This is what doomed the Mercedes A car in its early days.

A car journalist drove his just-released-to-the-public A in such a brusque way, that the car performed a nice salto mortale. This happened at a press meeting where Mercedes presented its new baby, so pictures of the damaged car appeared everywhere. It was a fiasco.

The press man claimed to be conducting an "eland test". That is, driving pretty fast and then immediately make a fast turn, as if avoiding an eland (better known as moose) crossing the road.

Too bad they didn't have actual shoots of the salto itself. That's also what a couple of German press people thought, and without hesitating they tried to produce a fake salto. They made their A deliberately unstable by using tyres of different diameter, and went for a ride on an airport track, which has more friction than your usual road. They didn't get their salto, but it was real close. And, most importantly, they had sensational pictures of the event, and their tabloid fared pretty well with that. Until someone found out the truth, that is.

All the poor A's went back to Mercedes. The brand-with-the-star took severe measures, installing new wider tyres and an ESP on every one of the thousands of already sold As. It cost them a thing or two, but in the end it saved the ass of the A, which is now a pretty popular car in Europe.

Due to all the fuss about the Mercedes A eland test, other car makers got very frightened. That's why you won't likely see a European car being released if it can not stand an eland test at the speed at which the original A failed. For example, it is rumored that the release of the Peugeot 607 car was delayed by as much as 6 months because the original prototype failed an eland test.

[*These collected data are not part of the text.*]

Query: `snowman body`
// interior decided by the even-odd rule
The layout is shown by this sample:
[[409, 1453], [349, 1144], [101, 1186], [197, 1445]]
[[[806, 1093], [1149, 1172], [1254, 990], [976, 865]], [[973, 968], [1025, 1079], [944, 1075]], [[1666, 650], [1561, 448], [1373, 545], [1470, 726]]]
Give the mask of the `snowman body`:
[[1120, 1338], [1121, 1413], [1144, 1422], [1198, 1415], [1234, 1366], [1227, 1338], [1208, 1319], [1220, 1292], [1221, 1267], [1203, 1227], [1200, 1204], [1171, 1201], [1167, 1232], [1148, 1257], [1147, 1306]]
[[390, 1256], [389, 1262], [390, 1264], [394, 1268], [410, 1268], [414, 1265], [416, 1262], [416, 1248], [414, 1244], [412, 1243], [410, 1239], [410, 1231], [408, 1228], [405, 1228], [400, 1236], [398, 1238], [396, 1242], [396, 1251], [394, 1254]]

Now. Unless you live in the USA or in Canada, There should be no eland / moose on your local road, so probably they meant a deer - the kind which you might get a chance to crash against when Santa is about. Sort of like that crazy driver in Wacky Wheels (/msg me his name!), who knows.

Car maker Saab performs another kind of eland tests to see how good their cars withstand a crash with such a (not an eland) crossing the road. These sporty animals are pretty heavy and they jump pretty high, so when they hit you, you are in a lot of trouble. Unless you drive a Saab, of course.